As for insurance, THFC's employer's liability insurance will cover this, but only if negligence is proven. No negligence, no settlement, no insurance payment.

I think that, in the UK, the time frame for filing a case like this would run from the point where it might reasonably have been discovered that negligence could have occurred - such as getting access to records - and not from the incident itself. If a legal expert says otherwise, then I'm wrong.
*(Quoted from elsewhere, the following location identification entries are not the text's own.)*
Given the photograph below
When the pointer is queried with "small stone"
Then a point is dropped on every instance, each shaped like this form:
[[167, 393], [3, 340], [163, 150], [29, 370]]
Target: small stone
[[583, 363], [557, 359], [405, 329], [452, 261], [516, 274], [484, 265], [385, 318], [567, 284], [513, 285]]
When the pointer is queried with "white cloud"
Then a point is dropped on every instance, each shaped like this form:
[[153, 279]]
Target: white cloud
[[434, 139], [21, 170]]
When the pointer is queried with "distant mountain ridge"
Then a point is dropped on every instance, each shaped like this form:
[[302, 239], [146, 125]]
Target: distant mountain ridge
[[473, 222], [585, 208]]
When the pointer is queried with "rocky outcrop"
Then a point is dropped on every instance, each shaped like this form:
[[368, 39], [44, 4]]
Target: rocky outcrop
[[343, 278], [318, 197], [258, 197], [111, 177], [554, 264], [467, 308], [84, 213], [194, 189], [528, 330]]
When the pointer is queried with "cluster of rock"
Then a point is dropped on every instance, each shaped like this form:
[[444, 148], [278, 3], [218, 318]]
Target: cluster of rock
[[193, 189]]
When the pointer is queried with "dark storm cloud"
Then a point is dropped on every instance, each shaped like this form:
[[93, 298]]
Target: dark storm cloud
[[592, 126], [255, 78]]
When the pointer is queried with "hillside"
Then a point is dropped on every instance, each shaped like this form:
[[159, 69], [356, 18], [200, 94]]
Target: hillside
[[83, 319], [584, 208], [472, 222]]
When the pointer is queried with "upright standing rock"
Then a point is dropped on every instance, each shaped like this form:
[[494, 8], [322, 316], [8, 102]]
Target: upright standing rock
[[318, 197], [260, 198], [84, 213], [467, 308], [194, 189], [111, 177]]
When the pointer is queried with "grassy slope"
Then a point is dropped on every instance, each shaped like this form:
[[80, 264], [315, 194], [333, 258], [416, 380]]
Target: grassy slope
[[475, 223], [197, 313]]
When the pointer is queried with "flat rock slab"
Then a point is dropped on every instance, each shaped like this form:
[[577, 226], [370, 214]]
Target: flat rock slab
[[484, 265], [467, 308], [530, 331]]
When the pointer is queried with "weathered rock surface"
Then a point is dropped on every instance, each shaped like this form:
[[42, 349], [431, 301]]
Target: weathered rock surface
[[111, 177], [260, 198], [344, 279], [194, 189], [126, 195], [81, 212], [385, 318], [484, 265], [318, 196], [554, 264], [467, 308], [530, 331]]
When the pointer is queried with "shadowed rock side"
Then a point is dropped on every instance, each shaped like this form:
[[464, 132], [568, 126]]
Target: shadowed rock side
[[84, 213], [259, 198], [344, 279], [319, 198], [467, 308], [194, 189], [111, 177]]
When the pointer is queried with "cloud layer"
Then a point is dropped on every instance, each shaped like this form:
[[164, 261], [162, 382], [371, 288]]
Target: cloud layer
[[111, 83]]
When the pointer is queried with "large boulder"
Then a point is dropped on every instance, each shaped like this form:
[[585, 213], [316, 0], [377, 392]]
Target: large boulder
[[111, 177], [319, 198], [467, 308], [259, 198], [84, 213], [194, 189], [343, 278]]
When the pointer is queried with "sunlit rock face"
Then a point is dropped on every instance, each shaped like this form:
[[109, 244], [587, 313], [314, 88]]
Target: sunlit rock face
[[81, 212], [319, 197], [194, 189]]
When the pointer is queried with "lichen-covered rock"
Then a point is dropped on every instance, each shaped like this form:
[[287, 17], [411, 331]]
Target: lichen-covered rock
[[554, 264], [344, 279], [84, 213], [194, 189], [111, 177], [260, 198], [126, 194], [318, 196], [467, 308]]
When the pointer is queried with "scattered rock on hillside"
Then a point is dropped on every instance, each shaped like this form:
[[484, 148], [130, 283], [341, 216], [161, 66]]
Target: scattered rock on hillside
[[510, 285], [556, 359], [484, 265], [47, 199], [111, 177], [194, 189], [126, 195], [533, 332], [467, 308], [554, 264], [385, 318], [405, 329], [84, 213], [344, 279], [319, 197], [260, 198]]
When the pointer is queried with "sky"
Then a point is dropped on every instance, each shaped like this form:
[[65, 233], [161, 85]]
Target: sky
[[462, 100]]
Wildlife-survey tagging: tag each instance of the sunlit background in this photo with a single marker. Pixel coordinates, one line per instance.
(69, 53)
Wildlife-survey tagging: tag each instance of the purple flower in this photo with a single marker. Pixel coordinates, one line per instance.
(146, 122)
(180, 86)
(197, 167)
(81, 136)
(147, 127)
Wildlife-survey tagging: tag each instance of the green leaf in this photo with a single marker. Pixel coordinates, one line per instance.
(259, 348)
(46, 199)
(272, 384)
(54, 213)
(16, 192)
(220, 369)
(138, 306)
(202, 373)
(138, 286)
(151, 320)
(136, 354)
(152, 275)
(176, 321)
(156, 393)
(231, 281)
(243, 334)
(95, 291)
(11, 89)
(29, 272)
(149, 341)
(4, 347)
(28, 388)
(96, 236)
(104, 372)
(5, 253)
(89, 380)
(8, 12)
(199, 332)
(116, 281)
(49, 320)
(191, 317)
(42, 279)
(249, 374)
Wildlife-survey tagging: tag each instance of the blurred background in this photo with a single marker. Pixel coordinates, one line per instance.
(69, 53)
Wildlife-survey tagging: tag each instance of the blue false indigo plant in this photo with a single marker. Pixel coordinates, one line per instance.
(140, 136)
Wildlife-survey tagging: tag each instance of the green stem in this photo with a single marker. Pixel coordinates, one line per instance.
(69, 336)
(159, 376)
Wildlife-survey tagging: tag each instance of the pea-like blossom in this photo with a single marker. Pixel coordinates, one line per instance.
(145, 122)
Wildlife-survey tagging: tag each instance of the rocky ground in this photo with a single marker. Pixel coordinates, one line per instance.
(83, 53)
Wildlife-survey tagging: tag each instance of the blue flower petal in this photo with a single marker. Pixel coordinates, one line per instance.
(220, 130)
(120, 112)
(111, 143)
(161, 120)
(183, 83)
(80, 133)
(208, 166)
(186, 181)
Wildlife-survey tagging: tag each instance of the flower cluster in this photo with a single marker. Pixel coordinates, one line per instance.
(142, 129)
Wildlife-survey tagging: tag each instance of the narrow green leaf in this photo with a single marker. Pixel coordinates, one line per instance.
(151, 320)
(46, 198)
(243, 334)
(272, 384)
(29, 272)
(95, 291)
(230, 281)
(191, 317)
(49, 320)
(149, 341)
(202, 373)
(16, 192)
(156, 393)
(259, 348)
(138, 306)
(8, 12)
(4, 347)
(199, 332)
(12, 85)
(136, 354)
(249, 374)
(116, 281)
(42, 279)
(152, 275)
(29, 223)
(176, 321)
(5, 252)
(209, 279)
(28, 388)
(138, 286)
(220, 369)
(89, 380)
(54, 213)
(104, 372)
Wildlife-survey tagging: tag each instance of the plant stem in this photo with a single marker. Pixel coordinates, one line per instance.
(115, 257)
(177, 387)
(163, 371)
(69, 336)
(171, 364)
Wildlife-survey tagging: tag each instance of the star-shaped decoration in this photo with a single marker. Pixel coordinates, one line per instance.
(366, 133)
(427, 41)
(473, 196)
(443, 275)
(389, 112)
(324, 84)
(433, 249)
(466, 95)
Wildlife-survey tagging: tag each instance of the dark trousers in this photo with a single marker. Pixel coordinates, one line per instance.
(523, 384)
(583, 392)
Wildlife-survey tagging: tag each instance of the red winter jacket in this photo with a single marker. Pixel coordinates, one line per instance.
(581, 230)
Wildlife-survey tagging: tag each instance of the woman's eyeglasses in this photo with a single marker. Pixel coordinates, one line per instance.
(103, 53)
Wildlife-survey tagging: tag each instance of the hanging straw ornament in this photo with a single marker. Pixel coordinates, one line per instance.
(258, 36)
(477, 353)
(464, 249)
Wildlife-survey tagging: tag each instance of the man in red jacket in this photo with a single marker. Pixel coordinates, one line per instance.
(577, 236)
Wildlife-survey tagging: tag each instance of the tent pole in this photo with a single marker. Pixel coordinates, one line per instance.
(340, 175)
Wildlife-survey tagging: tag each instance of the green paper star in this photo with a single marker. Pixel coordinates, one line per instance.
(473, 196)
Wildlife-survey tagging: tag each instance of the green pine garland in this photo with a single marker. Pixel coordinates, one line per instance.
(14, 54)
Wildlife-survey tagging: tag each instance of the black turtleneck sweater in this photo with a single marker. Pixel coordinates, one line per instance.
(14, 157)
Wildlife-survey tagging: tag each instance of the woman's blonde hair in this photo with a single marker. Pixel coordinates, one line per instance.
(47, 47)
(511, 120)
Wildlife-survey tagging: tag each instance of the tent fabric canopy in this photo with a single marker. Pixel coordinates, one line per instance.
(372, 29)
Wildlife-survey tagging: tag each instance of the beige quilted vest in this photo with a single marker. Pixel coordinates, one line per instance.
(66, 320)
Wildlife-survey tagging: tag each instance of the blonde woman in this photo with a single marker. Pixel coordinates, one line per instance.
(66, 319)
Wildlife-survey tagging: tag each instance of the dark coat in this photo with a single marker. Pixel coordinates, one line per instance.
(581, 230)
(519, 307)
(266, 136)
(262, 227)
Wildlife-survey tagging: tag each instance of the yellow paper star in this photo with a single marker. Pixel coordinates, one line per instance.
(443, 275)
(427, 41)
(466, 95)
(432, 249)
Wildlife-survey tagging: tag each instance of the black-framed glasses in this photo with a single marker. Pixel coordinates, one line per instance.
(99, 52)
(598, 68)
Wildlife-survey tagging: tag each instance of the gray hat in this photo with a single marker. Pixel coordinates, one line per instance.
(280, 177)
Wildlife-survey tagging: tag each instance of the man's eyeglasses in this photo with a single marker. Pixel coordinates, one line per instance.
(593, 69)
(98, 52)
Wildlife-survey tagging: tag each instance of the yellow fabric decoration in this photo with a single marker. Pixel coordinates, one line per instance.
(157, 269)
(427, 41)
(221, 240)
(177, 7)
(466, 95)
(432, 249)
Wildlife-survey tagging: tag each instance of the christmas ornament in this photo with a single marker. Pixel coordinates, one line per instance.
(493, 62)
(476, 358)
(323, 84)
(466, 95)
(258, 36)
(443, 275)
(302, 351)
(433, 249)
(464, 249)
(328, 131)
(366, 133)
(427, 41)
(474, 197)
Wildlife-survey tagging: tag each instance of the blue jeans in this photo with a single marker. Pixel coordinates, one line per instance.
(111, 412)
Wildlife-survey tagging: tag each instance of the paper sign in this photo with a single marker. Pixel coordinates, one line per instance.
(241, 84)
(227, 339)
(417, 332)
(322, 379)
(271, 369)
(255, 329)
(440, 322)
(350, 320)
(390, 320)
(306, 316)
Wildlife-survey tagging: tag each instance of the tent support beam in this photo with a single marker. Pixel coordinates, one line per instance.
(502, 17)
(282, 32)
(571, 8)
I know someone in America who successfully sued Yamaha for a disabling motorcycle accident 12 years after the fact. His original lawyer had [negligently] failed to pursue an important piece of evidence,which was only discovered when the lawyer retired and the person who took over the practice did his due diligence and then approached the injured person to revive the case, to avoid inheriting the potential liability. It was settled for a 6 figure sum, so it plainly wasn't time-barred, or Yamaha wouldn't have settled.
 

mawspurs

Staff
Jun 29, 2003
35,102
17,786
A sad story indeed. I'd be surprised if the club were found culpable though.

It sounds like there was a breakdown in communications because I'm sure if regular checks were recommended to the club by the doctor then they would have been carried out. What would the club gain by not doing them?